Elles sont involontaires. Et pourtant, certaines phrases des parents sur Jésus peuvent pousser l’enfant à s’éloigner petit à petit de Dieu. Agnès, 5 ans, voudrait bien que ses parents, qui s’apprêtent à aller dîner chez des amis, l’emmènent avec eux. Ses diverses tentatives de séduction ayant été inopérantes, elle s’applique à découper des étoiles tout en ruminant sa déception. D’un air détaché, elle demande : « Maman, la nuit, on dort ? C’est fait pour dormir, la nuit ? » réponse distraite de la mère : “Mais oui, bien sûr, la nuit c’est fait pour dormir”. Après quelques secondes de réflexion, Agnès observe : “Pourtant, toi, tu ne dors pas puisque tu vas chez des amis” ; et, du ton attristé et moralisateur d’une mère de famille devant les frasques d’un adolescent, elle ajoute : “Et Jésus, Il n’est pas content”. Inutile de dire que “l’argument Jésus” n’a pas eu l’effet escompté. Dans le même genre, une petite fille de six ans s’efforçait de contraindre son frère jumeau à l’obéissance en menaçant : “Si tu ne fais pas ça, tu iras en Enfer !”.

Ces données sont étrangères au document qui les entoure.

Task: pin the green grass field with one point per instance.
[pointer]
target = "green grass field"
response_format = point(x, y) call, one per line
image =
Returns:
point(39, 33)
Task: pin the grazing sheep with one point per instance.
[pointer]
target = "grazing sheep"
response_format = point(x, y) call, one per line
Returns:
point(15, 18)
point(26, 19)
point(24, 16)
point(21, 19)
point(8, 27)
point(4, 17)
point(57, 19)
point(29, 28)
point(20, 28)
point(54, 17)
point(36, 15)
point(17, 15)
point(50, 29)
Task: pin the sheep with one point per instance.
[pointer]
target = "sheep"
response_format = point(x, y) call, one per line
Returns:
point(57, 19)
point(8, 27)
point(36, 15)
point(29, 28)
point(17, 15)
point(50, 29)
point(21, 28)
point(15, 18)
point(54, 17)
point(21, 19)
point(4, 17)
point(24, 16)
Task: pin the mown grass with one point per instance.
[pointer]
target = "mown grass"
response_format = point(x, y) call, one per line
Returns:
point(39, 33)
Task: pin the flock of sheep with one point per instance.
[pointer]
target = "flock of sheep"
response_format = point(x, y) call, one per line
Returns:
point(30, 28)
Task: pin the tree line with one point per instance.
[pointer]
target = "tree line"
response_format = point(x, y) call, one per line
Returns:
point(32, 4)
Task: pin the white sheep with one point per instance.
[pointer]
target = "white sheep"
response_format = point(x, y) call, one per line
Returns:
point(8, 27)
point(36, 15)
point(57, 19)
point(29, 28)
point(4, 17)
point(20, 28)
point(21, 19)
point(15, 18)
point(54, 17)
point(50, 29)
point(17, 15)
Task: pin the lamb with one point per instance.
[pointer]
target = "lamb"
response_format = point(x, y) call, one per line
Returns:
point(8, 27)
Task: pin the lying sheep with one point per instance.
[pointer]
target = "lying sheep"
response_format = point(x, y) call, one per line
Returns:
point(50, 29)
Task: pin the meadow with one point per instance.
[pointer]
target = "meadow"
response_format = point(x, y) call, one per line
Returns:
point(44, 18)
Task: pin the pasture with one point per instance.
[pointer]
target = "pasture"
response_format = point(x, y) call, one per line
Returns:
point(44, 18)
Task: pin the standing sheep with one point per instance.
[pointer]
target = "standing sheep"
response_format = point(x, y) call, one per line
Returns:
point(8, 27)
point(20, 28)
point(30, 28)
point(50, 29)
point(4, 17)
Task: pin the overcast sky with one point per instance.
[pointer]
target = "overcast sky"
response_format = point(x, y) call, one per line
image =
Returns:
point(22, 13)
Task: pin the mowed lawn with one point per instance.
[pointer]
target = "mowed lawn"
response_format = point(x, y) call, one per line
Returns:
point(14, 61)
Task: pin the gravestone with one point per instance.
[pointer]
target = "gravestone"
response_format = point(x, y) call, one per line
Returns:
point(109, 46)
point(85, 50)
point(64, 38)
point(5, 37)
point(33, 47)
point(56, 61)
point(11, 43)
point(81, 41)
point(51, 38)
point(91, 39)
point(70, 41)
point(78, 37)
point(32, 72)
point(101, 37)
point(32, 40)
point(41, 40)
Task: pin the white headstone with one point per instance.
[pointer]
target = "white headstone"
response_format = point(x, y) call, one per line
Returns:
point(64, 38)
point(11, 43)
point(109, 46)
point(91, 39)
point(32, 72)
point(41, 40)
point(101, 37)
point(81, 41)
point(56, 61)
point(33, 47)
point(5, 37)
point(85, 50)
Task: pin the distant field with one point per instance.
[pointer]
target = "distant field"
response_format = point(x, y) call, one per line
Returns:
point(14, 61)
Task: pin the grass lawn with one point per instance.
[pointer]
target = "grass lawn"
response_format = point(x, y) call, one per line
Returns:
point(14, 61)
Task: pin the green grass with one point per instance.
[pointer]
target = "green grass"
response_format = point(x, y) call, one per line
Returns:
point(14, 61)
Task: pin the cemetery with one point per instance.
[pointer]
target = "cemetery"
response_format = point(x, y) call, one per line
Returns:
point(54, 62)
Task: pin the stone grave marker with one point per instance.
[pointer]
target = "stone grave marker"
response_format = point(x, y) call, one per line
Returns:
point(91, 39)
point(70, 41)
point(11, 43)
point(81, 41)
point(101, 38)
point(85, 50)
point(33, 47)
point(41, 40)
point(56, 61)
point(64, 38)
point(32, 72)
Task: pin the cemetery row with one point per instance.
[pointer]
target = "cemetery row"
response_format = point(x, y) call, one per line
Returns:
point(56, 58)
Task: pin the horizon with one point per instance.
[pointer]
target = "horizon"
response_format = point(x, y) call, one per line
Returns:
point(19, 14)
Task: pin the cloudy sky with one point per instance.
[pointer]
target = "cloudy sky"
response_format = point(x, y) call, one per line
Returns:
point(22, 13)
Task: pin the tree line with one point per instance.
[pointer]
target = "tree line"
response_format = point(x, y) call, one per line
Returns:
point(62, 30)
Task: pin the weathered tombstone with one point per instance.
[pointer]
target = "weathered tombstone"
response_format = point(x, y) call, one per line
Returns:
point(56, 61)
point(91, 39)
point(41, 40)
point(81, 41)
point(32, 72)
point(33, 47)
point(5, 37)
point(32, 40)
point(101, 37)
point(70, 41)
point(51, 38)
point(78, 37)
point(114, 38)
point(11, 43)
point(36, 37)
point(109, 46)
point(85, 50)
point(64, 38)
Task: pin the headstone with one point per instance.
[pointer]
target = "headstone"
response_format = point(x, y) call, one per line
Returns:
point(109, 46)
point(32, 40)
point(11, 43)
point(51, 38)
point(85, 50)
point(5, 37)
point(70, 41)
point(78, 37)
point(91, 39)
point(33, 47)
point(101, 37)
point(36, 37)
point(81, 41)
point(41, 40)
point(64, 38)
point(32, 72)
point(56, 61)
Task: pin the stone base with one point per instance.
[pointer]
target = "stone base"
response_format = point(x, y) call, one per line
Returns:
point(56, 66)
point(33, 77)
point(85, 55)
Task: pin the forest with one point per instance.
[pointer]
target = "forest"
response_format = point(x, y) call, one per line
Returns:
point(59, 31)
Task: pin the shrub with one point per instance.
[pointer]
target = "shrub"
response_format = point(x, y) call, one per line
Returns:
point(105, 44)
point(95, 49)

Plus amusés qu’irrités par ce genre de déclarations, nous sentons bien néanmoins qu’il est important de faire découvrir à l’enfant que Dieu n’est pas l’argument suprême dont nous pourrions user et abuser à notre guise pour mettre sa Toute-Puissance au service de notre impuissance. Et pourtant ne nous arrive-t-il pas d’utiliser exactement le même genre d’arguments, en particulier dans le domaine de l’éducation ? “Tu fais de la peine au petit Jésus ; Dieu t’a puni ; Jésus ne t’aime pas quand tu fais ça ; Jésus est fâché ; C’est Dieu qui l’a voulu !”. Et même si nous ne nous reconnaissons pas dans l’une ou l’autre de ces formules, il reste vrai qu’il est fréquent que nous enfermions Dieu dans les limites de ce que nous croyons savoir de Lui ou que nous “utilisions”.

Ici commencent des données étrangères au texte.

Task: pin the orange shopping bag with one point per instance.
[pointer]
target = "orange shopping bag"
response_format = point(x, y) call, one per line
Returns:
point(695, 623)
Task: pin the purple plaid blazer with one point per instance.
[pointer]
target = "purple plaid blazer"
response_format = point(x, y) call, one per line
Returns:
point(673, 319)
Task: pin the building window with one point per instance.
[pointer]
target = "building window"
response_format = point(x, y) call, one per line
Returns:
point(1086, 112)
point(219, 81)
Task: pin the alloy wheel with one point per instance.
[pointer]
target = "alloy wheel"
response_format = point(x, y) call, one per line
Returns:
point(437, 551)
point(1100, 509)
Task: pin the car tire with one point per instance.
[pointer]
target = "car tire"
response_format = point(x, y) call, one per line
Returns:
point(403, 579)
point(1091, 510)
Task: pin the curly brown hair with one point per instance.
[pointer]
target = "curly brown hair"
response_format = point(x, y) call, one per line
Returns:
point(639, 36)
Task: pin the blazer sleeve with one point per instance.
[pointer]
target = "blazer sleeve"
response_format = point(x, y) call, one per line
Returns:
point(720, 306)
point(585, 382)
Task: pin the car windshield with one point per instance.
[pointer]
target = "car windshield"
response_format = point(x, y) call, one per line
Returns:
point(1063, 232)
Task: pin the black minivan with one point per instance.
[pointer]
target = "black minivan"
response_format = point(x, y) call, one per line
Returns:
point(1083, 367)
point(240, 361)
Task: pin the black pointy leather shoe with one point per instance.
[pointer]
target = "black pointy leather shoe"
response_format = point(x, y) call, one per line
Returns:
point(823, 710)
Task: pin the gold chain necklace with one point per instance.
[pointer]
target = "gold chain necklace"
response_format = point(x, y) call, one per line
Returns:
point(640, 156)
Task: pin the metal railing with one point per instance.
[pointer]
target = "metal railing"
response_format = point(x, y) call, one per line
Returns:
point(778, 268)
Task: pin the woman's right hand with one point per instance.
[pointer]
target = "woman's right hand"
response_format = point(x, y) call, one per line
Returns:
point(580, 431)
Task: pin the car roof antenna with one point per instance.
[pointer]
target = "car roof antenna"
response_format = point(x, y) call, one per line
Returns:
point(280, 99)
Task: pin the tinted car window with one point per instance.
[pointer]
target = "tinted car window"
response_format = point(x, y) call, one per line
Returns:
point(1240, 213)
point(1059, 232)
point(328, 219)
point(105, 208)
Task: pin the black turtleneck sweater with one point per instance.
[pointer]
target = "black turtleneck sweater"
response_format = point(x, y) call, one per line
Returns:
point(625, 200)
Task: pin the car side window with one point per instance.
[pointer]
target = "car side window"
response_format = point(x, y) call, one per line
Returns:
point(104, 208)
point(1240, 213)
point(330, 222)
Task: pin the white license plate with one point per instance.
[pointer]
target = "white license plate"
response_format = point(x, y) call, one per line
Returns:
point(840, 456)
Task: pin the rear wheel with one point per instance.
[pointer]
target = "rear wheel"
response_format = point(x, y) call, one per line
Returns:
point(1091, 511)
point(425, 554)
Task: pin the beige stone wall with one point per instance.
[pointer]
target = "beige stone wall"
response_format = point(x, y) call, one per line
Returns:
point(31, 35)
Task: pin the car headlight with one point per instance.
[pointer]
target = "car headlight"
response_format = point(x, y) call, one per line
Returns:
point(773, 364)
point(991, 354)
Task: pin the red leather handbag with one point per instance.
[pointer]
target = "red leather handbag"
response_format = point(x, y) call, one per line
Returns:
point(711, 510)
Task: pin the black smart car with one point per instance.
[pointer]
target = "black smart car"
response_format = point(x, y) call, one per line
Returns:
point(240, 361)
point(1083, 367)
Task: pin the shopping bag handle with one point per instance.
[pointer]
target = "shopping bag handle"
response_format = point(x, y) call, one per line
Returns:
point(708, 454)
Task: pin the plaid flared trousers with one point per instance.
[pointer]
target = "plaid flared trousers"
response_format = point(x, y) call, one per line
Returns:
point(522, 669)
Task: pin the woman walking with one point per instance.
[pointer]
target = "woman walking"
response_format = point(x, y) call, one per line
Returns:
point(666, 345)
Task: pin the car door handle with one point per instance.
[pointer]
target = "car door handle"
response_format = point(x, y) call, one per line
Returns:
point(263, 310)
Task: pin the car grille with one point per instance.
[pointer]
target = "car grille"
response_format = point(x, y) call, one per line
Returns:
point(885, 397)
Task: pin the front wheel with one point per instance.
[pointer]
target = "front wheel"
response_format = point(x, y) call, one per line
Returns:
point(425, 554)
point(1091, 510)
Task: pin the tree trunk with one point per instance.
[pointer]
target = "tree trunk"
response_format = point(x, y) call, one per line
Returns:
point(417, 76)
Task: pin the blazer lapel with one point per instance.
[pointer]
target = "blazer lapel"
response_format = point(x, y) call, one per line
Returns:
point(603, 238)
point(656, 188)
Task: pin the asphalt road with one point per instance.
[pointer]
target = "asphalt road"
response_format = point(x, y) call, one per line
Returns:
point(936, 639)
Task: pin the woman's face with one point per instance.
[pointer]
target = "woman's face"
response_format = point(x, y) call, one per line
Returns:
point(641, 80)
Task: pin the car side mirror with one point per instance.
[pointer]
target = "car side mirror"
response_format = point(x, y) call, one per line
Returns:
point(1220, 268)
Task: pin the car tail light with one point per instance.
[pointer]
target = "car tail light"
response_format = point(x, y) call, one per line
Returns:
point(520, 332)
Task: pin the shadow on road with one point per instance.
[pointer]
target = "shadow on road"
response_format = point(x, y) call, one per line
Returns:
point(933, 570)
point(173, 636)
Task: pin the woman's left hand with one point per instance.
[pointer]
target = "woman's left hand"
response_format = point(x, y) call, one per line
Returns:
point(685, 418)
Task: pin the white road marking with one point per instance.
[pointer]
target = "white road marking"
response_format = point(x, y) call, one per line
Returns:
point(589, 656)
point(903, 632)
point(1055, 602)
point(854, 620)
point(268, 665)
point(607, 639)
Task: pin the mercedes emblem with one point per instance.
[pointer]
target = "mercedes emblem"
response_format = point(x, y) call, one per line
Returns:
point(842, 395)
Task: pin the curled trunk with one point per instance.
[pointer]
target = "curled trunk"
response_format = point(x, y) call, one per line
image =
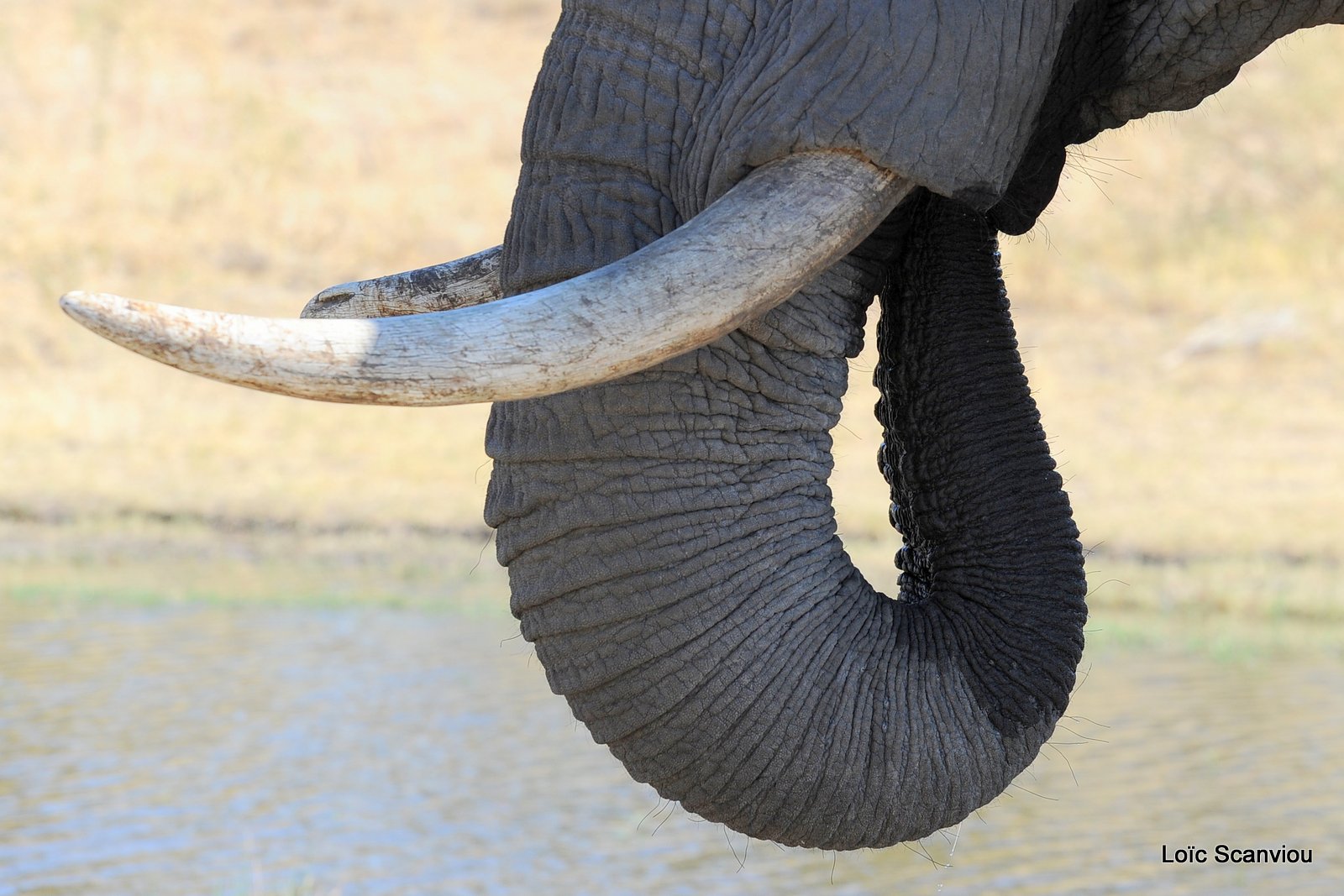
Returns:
point(672, 555)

Comme le dit la petite Anna dans le livre de Fynn, Anna et Mister God, nous mettons Dieu dans des petites boîtes “parce que nous ne l’aimons pas vraiment”. Nous présentons trop souvent aux enfants un Dieu “utile”, qu’il soit distributeur de récompenses, faiseur de miracles, explication passe-partout ou super Père Fouettard. C’est un risque qui nous guette tous d’autant plus que bien des petites phrases qui reviennent comme des adages ont résonné à nos oreilles d’enfants ; nous les prononçons sans vraiment réfléchir à tout ce qu’elles impliquent. Quelques exemples de phrases à bannir.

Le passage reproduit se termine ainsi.